2019-2020 Player Profile: De’Ron Davis

  • 10/23/2019 7:47 am in

With the start of college basketball season on the horizon, we’ve transitioned from our look at other Big Ten programs to our player-by-player previews of the 2019-20 Indiana roster. Today, our player profiles conclude with a look at De’Ron Davis.

(Previously: Armaan Franklin, Trayce Jackson-Davis, Jerome Hunter, Race Thompson, Damezi Anderson, Al Durham, Rob Phinisee, Justin Smith, Joey Brunk, Devonte Green)

De’Ron Davis has one final chance to get it right.

After a freshman season that ended with a coaching change, a sophomore campaign derailed by injury and a junior year riddled with bumps and bruises, Davis will pull on a cream and crimson-colored uniform for his final season, a defining one for him at Indiana.

Not since 1972 has a four-year senior class at Indiana failed to reach the NCAA tournament.
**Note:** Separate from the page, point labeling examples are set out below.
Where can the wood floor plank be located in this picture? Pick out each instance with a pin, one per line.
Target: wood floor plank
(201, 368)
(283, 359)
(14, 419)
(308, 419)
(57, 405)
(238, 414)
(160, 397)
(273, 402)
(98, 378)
But should the Hoosiers again miss out on college basketball’s signature March showcase in 2020, that infamous distinction would also extend to Davis and Devonte Green.

A pair of NIT appearances are all Davis has to show for his college postseason experience so far. His final opportunity to reach the NCAA tournament will come as part of an Indiana team with a roster composition vastly different from the other three he’s been a part of.

Davis has long been the outlier among IU players — a strong and sturdy presence around the rim without much range, and someone who’s lack of mobility at times compromised him on the court.

The torn Achilles he suffered in January 2018 prematurely ended his most productive IU season (he started 15 games while averaging almost 10 points per game before the injury), and he spent most of last season still recovering from the aftereffects of it.

Davis will have more help than ever before in the interior for IU this season. Three players — Race Thompson (6-8), Trayce Jackson-Davis (6-9) and Joey Brunk (6-11) are similar in size and style to Davis.

They’re all players who make points in the paint their bread-and-butter, and have also yet to show a consistent ability to close down on the perimeter.

The factors behind each of these aside, all four will have a chance to be in the frontcourt rotation for the Hoosiers this season.

Archie Miller wants to play a big lineup, and for the first time in his Indiana tenure he has the pieces to do so.

What does this mean for Davis? Well for starters, he doesn’t have to do it alone.

Sunday’s secret scrimmage gave some indication as to the minutes distribution Miller envisions.

Thompson played the most with 26 minutes, Brunk played 20, while Jackson-Davis played 17 and Davis played just 10.

It will be a jigsaw puzzle of sorts to begin the season, as Miller mixes and matches those players on the court in groups of two and three to see what works.

Brunk and Davis are far enough established in their college careers to know what can be expected from them, but the opposite is true for Jackson-Davis and Thompson.

As such, Davis’ role with the 2019-20 Hoosiers, the one that will in part determine his IU legacy, may depend more on those around him than his own play.

Bottom line: With an offseason to completely rest his oft-injured body, the focus should be on Davis’ conditioning entering this season. He’s never averaged more than 19 minutes per game in a season. That likely won’t change this season, but that’s more because Indiana has other big bodies like Brunk and Jackson-Davis to frequently rotate into games.

The mix-and-match approach from Miller lends itself to a few periods of high-intensity work from Davis each game. His passing ability out of the post to the perimeter is a strength, as was his suddenly solid free-throw shooting a season ago.

Don’t expect wholesale changes from Davis this season. His scoring likely won’t significantly increase and his minutes will fluctuate from game to game. For the first time since his freshman season though, Davis figures to be fully healthy. That may be the decisive factor for a big man playing in a system that values him.

Quotable: “That’s the old-school lineup right there. That’s the big-ball, traditional two bigs.

Can it happen? Absolutely.

In my opinion and how these guys find that niche, will be their ability to defend together. That’s obviously the hardest part for two bigs on the floor. It’s not offense. You can run a lot of different types of offense, especially when you have some guys who can score the ball down low.

But could they play together and defend a team who doesn’t play traditional with bigs. That will be the quest,” — Miller at IU media day.